I’m reminded of the story of the blind man in the Gospel of John. The man was asked to explain how it came to be that he was healed of the blindness he had from birth. He didn’t know; all he had was his experience: “All I know is that once I was blind, but now I see.” Rejected from his place of worship, Jesus found him and asked, “Do you believe in the Son of Man?”
The Son of Man was a story the blind man had heard all his life, and now he wanted to experience it. “Show him to me,” he said. Jesus replied, “I AM he,” and the man fell down and worshiped him.
Once the blind man met the Son of Man, an entirely new depth of worship was revealed to him. As Jasmine and Shanti met with Jesus through these stories, they’ve begun to experience him in new ways as well. Slowly but steadily, their worldviews have been expanding and deepening as they apply each story to their own lives.
I am amazed at how far they have come and the things they are now willing to do.
I’m amazed at the ease in which they retell stories after hearing them only once.
I’m amazed at the deep truths and personal doubts that they’re willing to explore during the discussion times.
I’m amazed at how sometimes they both speak up at the same time when asked who will tell the story the following week.
I’m amazed at the friends they’ve known for so long, with whom they’ve only shared superficially until they began telling stories.
The theology they have learned along the way is what the Holy Spirit has deemed necessary for them to learn at this time in their lives.
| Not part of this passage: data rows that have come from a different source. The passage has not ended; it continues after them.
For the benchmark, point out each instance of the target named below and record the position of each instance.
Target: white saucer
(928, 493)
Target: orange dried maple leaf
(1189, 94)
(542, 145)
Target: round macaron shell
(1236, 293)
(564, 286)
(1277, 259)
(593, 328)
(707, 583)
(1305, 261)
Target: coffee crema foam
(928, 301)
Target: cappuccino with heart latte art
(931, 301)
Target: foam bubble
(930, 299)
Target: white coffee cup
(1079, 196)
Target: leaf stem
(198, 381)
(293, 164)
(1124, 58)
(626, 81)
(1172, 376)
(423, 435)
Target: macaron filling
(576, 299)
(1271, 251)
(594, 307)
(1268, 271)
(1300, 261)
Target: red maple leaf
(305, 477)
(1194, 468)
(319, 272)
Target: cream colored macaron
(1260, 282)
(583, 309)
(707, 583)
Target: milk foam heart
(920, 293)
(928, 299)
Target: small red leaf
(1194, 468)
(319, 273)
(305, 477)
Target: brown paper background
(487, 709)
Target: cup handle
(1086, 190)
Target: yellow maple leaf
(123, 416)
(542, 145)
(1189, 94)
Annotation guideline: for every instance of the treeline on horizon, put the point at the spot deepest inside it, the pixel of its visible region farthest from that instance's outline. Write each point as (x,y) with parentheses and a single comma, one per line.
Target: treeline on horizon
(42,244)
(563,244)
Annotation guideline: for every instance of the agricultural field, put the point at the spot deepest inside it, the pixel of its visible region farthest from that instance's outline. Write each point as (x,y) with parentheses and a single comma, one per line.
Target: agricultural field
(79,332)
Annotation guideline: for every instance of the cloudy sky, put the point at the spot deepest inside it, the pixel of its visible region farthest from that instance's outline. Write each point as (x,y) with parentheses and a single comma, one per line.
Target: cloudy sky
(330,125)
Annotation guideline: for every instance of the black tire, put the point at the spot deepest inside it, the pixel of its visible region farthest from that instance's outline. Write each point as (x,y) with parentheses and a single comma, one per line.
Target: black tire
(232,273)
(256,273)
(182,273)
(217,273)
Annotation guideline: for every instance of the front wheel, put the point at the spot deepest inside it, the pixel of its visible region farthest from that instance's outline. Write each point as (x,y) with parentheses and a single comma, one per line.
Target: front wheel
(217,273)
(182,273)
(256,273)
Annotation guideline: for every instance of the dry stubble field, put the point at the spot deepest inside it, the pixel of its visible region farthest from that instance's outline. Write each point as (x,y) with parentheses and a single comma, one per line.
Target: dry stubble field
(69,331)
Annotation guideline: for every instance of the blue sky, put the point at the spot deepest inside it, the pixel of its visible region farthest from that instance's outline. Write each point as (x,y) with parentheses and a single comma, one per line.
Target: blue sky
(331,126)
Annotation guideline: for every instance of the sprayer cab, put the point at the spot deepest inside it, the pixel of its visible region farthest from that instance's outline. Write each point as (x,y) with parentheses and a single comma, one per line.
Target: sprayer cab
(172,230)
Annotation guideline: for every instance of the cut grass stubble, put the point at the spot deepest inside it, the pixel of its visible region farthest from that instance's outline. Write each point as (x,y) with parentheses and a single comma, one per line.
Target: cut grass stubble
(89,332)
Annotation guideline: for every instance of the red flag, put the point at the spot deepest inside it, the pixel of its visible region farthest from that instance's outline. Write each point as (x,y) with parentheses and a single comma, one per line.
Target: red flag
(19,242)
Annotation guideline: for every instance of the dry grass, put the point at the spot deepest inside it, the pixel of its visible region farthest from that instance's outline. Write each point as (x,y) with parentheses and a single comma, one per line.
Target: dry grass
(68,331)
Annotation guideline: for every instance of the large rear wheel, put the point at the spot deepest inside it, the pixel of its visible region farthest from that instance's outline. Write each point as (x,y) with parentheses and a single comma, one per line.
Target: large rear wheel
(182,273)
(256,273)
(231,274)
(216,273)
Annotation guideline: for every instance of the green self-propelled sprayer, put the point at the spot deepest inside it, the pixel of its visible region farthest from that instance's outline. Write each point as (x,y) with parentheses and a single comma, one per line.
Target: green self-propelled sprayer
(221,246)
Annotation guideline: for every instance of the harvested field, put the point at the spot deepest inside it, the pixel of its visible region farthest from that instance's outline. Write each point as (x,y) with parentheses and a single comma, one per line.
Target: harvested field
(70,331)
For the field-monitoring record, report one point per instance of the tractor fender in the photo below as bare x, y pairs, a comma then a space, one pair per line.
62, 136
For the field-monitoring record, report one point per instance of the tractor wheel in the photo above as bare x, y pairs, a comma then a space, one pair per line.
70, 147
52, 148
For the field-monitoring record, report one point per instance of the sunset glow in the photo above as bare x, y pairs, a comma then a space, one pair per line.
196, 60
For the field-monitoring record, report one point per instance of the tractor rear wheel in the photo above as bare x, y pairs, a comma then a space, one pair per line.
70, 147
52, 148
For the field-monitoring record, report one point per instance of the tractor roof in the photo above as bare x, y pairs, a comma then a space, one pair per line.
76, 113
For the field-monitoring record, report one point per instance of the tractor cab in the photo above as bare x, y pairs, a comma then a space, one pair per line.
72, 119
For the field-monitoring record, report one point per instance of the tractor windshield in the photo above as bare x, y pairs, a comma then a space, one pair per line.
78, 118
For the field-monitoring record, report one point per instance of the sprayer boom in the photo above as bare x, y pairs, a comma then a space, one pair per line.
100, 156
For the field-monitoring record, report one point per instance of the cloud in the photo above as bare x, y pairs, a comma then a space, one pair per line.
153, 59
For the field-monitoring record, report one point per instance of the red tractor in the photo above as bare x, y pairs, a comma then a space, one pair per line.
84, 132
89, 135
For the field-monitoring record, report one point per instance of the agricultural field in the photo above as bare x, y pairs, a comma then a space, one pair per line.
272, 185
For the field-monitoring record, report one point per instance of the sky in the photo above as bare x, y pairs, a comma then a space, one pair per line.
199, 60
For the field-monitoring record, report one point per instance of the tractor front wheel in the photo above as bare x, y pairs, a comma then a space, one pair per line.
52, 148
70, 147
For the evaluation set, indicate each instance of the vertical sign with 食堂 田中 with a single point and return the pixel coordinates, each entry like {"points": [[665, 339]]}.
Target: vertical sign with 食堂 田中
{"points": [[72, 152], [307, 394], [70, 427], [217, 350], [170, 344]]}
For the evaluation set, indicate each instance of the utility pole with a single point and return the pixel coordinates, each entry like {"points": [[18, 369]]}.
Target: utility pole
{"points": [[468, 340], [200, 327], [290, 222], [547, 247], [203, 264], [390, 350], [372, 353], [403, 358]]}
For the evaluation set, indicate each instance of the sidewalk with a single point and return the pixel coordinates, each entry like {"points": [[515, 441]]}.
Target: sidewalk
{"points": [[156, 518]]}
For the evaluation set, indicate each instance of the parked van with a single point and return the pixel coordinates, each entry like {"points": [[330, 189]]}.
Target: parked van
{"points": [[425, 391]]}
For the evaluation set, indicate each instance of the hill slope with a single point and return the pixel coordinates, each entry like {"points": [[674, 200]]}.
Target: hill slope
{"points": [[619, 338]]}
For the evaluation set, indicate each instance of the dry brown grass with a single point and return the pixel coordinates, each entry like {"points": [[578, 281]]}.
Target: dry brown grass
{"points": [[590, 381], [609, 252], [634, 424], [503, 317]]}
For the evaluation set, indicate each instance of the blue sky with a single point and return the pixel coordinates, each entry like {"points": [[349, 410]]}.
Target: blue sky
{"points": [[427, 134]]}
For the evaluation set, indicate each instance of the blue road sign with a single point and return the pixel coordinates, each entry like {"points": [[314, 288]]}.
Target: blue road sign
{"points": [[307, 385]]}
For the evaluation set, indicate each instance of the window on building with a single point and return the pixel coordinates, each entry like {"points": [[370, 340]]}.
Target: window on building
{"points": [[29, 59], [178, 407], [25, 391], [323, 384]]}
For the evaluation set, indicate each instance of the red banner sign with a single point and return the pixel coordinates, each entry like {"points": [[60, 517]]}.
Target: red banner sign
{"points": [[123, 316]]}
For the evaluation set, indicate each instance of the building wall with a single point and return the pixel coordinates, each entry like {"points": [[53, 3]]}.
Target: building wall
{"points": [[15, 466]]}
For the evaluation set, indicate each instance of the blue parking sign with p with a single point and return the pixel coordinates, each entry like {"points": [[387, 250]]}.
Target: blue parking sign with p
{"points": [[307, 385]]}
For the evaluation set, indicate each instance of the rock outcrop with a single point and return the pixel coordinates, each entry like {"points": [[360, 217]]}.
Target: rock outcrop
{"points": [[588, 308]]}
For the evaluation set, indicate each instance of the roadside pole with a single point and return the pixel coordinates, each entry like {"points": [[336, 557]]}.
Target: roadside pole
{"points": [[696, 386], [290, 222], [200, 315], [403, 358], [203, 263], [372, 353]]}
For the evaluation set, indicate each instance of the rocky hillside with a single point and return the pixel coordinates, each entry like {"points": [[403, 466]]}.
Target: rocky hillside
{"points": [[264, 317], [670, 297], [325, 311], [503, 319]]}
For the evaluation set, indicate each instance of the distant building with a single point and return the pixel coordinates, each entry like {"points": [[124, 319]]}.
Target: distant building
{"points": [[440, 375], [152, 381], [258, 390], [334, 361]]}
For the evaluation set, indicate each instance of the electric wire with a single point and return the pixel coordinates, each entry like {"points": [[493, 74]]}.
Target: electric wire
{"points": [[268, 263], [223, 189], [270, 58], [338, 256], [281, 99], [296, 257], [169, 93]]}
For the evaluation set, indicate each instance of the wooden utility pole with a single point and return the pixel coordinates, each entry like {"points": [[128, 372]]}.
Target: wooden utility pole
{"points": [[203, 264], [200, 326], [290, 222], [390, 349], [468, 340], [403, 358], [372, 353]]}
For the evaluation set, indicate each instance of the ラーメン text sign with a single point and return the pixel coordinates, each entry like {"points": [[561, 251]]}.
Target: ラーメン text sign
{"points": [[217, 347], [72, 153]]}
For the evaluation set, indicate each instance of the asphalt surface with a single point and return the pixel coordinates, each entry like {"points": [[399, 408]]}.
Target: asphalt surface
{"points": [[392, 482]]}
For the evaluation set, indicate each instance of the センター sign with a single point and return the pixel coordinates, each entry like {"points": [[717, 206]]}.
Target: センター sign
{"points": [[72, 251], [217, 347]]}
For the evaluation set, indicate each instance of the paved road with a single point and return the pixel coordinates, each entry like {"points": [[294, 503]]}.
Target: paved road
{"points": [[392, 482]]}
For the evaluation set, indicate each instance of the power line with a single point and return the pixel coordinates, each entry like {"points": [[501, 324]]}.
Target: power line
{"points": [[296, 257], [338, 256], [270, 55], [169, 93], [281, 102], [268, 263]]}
They are now capable of learning a story and asking the Holy Spirit to teach them through the story. So even better than them learning a set of theological principles, they’ve learned how to extract good theology from the word of God, and to live it out.
My relationship with these two women is changing. Soon, I will move to another country. But I’m confident that they have the tools to continue on this journey to a deeper relationship with Jesus.